11 days: Bike to Run? ICK! That’s a brick!

I have a plan to raise $10,000 for some awesome organizations by Sept. 22, 2013 – the day I run in Ironman Lake Tahoe. Thanks to you, we’ve reached that goal – currently at $10,007! You can help us surpass the goal by chipping in a few bucks to one of our deserving charities here! Plus, there is one last little fundraising push left between now and race day… stay tuned!

Bike to Run ? ICK! That’s a brick!

There are two parts of triathlon that strike fear in the hearts of many:

  1. First and foremost, the swim. It is the most dreaded and truly feared part of the race. You get kicked, punched, bumped into, swam over. You panic. You can’t regain your breath. At least once during every race I contemplate bailing from the competition during the swim in a moment of panic (I don’t succumb – you can’t. You must push through the panic).
  2. Running after the long ride on your bike. Your legs are heavy, already tired from biking, and you’re asking them to do something new and different. And to not give out on you.

My fear of the swim has evolved over time. I used to absolutely fear it… as in ‘sharks in the water’ panic-driven fear. Now it is a healthy respect, with a solid twinge of ‘but can I do this fast enough?’

The fear of the bike-to-run transition has also evolved. During my early races I had issues with the run – it hurt and I felt like I was going so incredibly slow. I couldn’t get my legs to turn over and speed up, and they fell victim to fatigue rather quickly. I never felt like I really hit my stride during a triathlon run.

One training technique to get your body used to this bike-to-run sensation is called a brick.
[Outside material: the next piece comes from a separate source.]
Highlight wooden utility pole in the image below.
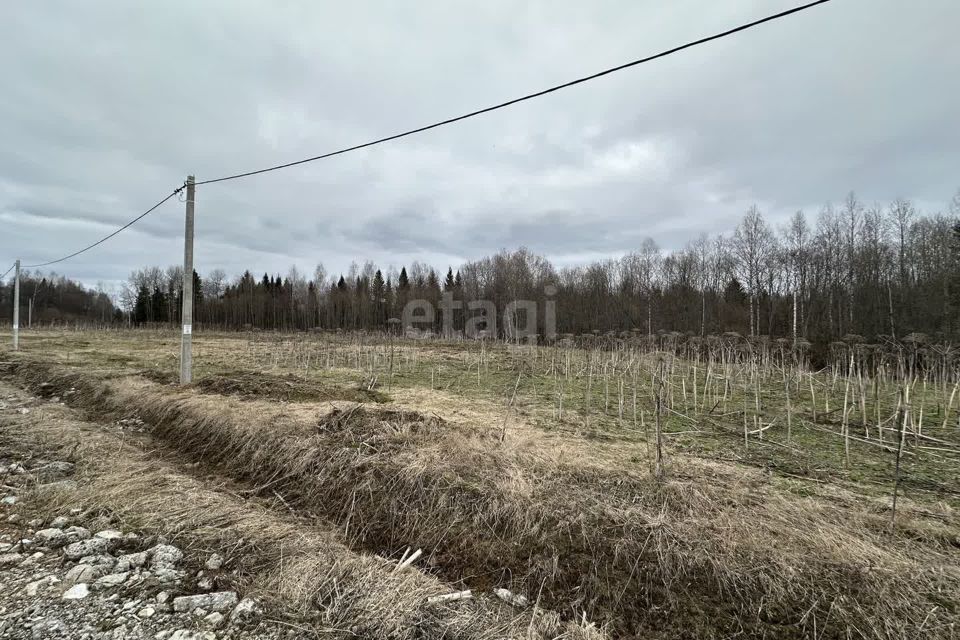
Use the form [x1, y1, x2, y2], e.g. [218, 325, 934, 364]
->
[12, 259, 20, 350]
[180, 176, 195, 384]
You go for a long or hard bike, then immediately follow it up with a run. Some say that the name ‘brick’ actually came from your reaction to it all: “bike to run? ICK!’

Tonight I had a good workout set. 1/2 mile in the pool (one of my fastest swims so far since the shoulder got a bit messed up in the accident a couple of weekends ago). Later I did a 20 mile tempo ride, immediately followed by a 2-mile run. Yep. A brick workout.

Tonight was the last of my bike speed workouts, a 60-minute tempo ride (start moderate, build up to really fast, then gradually reduce back to a moderate intensity) so I went pretty hard along the wind-swept beach and averaged 21mph. Not bad considering the headwind and myriad of stops thanks to traffic lights. I then embarked on my run… and it felt AWESOME! I knocked out the 2 miles at a 6:05/mile pace, and I honestly wasn’t even pushing the pace all that hard.

So, what happened between where I’m at now with the bike-to-run adjustment and a few years back? A few things are different:

  • Frankly, I’m in really good shape right now. So that helps. But… I was in pretty good shape back then, too. That can’t account for that big a difference.
  • I used to be a heel striker when I ran – this style uses longer strides, a lower cadence (we call it turnover when running), and taxes your leg muscles that you’ve used on the bike. I am now a midfoot striker – this style uses shorter strides, a higher turnover, and utilizes different muscles than I use on the bike.
  • I’ve also made a similar change in my cycling style. I used to be a power rider – push higher gears at a lower cadence. I now tend to prefer a cadence in the 100 to 120 rpm range. This higher cadence taxes my legs less and requires me to use less power (it is immediately apparent now that I train with a power meter on my bike).
  • Now, when I come off the bike, the higher cadence that I’ve been pedaling at translates very easily into the high turnover rate on the run. In fact, the pedaling cadence is slightly higher than my running turnover rate, so I need to be cautious so I’m not running too fast after jumping off the bike. Yeah. Pretty cool, huh?

Instead of the bike-to-run transition being a liability… it is now an asset.

The mind is in a good place right now. 11 days to go. Pair my training session today with yesterday’s (7 miles at 6:08/mile pace) and I’m feeling ready for this. The panic attack from Tuesday morning (when the official pre-race communication e-mail for Ironman Lake Tahoe was distributed) has subsided… and I’m so ready to get this done.